Check out this article for a discussion of "un-Thanksgiving," first held in 1970 and now organized by the United American Indians of New England (UAINE) as a National Day of Mourning.
"Thanksgiving, long a painful holiday for Native Americans, first came under sustained public attack in 1970. That's when officials of the state of Massachusetts vetted the text of an oration that Frank B. James, a Wampanoag leader, was slated to deliver at a banquet celebrating the 350th anniversary of the Mayflower's landing. Deeming James's impassioned narrative of stolen lands and broken promises off-key for the occasion, they promptly rescinded their invitation to break bread with him, thus inverting the very mythic, ancestral feast they were gathered to commemorate. But James didn't go away hungry–or silent. He found another outlet for his voice when, that Thanksgiving, he gathered with hundreds of other Native American protesters on Cole's Hill, the promontory above Plymouth Rock. There, they countered ritual with anti-ritual as they blanketed the rock with sand, dusted it off, and buried it again, thereby covering Thanksgiving with the first National Day of Mourning."

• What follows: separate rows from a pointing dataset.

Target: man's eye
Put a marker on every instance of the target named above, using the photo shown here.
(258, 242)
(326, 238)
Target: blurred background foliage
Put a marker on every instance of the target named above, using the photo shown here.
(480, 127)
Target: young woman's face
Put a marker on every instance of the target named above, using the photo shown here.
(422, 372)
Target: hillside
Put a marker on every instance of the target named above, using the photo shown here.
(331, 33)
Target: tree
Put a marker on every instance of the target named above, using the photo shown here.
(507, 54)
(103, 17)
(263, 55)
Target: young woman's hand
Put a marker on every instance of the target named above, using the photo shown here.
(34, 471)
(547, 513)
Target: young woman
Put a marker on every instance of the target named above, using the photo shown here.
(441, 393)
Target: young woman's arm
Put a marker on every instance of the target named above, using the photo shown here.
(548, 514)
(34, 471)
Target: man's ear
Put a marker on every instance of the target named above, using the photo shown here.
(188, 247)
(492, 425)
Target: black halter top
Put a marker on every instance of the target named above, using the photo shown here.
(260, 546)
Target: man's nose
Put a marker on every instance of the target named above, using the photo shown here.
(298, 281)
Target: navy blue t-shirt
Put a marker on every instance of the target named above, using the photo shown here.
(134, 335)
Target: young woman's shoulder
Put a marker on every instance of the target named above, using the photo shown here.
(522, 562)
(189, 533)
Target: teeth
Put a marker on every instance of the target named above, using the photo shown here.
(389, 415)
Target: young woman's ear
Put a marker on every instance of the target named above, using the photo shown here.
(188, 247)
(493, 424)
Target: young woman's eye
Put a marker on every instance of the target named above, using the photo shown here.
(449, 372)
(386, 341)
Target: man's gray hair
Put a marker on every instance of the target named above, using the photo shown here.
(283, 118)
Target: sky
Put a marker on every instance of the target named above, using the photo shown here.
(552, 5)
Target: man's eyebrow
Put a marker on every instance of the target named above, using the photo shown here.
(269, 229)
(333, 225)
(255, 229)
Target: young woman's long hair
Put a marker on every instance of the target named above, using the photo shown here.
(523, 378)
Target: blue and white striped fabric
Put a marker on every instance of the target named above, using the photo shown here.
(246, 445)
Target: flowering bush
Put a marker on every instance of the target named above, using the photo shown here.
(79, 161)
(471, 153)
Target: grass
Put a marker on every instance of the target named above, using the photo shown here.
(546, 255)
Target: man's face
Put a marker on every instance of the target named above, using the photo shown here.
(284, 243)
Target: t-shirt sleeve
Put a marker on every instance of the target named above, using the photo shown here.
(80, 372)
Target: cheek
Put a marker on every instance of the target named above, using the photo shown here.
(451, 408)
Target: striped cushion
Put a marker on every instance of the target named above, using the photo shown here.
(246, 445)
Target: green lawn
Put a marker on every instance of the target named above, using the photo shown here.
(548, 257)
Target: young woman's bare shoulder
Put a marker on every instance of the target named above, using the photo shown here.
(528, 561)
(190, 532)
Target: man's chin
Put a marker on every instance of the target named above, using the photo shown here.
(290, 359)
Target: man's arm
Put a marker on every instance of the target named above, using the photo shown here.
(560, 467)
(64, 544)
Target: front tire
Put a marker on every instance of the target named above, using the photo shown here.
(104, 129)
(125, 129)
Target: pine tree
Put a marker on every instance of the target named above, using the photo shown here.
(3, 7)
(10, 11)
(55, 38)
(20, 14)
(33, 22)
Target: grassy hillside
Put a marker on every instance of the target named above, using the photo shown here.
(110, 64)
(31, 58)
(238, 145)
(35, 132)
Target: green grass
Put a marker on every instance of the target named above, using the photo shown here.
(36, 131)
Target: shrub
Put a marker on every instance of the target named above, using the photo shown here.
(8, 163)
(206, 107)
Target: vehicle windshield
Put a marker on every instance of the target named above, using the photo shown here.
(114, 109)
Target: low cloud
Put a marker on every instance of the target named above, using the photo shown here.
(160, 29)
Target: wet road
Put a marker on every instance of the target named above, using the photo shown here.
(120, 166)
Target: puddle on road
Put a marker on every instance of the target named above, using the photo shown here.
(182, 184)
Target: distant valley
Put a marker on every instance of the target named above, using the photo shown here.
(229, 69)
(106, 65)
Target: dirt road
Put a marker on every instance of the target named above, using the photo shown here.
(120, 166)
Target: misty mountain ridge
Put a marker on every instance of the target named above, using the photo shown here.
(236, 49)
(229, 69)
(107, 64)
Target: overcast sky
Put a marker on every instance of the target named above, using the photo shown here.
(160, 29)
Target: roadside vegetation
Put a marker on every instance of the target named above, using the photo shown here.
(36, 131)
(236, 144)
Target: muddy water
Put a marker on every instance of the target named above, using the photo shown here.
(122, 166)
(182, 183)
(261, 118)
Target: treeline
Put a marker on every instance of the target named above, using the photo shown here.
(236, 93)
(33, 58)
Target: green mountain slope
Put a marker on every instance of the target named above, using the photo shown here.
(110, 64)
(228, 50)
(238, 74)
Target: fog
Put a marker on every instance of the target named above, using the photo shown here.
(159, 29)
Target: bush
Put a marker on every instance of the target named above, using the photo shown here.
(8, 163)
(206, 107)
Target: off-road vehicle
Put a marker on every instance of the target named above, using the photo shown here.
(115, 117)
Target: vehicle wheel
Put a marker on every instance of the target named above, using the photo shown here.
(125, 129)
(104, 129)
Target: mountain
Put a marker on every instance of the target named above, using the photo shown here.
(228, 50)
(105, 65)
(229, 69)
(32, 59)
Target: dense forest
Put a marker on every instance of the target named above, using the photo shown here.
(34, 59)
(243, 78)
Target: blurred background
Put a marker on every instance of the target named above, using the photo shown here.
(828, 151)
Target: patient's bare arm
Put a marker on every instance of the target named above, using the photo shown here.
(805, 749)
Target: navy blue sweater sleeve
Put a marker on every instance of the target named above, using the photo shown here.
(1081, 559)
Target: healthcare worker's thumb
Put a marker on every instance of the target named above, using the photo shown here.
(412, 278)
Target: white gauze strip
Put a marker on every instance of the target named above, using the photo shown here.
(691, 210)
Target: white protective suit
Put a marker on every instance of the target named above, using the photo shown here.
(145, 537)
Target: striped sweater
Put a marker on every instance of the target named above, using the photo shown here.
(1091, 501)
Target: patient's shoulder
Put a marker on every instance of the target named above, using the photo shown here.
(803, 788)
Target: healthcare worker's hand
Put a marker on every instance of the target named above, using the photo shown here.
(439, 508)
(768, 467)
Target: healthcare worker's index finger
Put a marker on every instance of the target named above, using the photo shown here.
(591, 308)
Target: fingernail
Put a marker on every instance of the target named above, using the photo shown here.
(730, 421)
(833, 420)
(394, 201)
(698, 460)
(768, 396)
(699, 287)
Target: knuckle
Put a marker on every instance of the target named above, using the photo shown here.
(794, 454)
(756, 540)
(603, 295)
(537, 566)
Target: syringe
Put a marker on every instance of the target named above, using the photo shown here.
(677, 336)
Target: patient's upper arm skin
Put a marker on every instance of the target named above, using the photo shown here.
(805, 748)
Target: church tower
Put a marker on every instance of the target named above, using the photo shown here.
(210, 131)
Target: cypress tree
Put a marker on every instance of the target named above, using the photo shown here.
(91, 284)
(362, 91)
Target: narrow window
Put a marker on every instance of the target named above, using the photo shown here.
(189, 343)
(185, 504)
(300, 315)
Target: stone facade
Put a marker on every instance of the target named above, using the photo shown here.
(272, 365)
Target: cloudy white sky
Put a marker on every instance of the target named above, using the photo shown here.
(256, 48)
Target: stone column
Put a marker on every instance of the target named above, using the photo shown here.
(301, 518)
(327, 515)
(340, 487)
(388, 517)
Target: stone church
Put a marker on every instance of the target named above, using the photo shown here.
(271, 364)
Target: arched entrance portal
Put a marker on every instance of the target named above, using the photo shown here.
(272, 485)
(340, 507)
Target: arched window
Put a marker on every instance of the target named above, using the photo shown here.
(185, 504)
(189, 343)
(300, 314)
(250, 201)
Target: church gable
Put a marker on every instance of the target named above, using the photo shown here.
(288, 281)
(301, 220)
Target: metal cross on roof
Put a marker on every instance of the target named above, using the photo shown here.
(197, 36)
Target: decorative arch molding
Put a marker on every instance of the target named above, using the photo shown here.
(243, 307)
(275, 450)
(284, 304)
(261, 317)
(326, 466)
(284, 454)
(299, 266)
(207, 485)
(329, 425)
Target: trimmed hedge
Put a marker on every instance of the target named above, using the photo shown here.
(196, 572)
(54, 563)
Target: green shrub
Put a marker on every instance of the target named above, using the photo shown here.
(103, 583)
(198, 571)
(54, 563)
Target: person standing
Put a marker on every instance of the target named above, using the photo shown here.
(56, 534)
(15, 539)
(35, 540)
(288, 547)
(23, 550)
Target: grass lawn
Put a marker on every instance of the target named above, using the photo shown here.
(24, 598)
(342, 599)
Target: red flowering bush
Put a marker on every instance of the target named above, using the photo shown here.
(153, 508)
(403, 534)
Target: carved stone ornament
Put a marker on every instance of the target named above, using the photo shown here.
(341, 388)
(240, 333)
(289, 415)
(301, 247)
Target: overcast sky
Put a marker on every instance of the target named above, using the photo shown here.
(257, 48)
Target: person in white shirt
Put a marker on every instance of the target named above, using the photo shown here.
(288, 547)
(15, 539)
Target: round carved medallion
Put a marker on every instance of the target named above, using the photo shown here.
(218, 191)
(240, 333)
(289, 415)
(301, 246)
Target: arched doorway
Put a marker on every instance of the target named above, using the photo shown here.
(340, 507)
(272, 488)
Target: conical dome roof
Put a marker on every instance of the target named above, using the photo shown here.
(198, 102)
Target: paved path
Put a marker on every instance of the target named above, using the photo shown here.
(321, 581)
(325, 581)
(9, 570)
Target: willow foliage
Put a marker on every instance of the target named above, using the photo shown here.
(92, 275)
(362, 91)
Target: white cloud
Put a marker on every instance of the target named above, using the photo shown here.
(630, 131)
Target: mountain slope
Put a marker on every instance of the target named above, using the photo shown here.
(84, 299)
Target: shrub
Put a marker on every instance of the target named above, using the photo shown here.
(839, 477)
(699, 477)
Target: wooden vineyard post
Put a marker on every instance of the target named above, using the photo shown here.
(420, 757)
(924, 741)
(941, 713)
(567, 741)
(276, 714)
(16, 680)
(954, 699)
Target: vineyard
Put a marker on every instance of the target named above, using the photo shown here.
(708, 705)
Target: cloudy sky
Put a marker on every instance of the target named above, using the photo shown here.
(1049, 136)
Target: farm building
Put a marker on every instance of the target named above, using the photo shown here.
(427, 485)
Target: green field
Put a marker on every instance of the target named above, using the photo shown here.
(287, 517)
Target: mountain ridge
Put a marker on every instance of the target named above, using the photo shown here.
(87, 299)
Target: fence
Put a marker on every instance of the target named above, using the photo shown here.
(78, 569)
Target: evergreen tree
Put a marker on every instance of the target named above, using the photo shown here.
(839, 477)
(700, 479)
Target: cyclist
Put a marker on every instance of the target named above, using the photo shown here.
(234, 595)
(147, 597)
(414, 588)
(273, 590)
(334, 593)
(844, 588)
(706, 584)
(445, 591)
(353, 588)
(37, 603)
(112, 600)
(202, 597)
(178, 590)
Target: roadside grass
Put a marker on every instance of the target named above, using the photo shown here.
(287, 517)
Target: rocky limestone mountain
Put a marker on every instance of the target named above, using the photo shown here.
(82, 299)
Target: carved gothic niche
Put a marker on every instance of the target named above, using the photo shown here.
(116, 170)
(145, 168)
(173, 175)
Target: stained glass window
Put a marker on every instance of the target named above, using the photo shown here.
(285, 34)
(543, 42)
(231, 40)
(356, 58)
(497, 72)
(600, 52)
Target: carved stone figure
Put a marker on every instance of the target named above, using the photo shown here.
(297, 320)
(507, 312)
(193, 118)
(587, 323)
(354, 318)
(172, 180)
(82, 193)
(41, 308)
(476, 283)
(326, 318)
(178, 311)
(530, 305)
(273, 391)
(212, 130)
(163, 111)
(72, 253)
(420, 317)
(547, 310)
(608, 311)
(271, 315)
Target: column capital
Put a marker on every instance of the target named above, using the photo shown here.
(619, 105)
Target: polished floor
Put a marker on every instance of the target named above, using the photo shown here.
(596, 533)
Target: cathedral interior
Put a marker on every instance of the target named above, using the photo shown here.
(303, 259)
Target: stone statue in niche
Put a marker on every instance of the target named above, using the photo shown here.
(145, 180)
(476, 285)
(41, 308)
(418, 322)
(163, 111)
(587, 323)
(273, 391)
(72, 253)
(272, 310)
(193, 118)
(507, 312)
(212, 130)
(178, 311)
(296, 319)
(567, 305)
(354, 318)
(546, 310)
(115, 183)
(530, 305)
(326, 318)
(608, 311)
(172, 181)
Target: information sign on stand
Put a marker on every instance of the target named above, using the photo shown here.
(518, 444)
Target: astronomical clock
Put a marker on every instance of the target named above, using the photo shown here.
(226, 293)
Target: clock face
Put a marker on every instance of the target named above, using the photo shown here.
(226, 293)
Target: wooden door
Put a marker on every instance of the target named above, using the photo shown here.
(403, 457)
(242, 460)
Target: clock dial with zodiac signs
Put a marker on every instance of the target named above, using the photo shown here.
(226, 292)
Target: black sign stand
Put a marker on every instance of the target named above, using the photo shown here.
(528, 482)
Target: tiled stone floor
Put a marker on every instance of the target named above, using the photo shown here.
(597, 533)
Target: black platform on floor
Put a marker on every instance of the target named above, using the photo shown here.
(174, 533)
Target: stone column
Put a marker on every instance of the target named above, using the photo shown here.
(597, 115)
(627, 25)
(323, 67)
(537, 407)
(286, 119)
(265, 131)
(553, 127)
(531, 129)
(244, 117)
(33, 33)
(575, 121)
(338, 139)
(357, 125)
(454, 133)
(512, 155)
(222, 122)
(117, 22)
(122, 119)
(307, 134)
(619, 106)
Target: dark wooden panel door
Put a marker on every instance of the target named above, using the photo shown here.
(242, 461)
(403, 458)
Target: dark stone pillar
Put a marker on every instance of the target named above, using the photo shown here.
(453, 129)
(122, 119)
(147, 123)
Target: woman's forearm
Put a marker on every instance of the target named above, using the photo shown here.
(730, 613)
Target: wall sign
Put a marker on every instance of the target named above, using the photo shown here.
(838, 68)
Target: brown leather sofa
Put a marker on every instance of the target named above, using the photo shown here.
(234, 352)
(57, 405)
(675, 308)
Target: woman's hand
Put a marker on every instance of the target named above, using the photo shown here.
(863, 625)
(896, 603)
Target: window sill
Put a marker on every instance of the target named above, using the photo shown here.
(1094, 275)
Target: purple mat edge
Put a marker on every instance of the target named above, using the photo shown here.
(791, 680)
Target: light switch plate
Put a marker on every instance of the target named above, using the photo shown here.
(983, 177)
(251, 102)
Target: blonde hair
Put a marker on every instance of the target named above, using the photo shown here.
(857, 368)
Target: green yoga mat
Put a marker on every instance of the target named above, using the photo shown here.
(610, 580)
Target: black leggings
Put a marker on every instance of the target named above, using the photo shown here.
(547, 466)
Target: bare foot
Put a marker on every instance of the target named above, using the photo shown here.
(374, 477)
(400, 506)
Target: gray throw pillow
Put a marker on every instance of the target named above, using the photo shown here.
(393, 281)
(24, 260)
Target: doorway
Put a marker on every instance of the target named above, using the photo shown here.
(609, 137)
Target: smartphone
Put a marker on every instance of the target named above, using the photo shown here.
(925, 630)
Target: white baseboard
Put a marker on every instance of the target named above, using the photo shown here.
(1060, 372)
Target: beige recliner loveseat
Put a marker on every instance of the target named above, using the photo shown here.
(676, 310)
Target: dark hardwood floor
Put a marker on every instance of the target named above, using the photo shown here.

This video interview with [the late] Russell Means on Native American land rights, Thanksgiving, and the future for tribal cultures in the United States" offers a perspective from an influential activist whose story weaves contemporary and past struggles.
So, while many people are gathering to celebrate the federal holiday by being with family, others are gathering to celebrate the national holiday in remembrance of events that never happened the way mainstream USian history is taught, from K-12 and sometimes at university. Dominant historical narratives seldom accurately discuss the violence and sins of the founding fathers, except as redemption narratives. These omissions, reinterpretations, denials, and disavowal are related to an "originalist" interpretation of the Constitution. It's not just a legal interpretation but a historical perspective and methodology, an "originalist" interpretation of history is also about myth-making.
Why is this important? Because discussing the history, and ongoing consequences, of US colonialism, slavery, and Jim Crow is not done enough – whether at Thanksgiving or any time of the year. Because indigenous peoples' are still struggling to survive the ongoing project of settler colonialism. I know, I know, it's just a holiday. Perhaps. This holiday is supposedly not about a political discussion at the dinner table. Not having a political conversation at the dinner table is a political decision. Maybe anger is as well? Neutrality takes a position – in this case, to not discuss the history of the holiday known to some as Thanksgiving and others as a Day of Mourning.
Enjoy your meal with family and friends. Cheers to good conversations.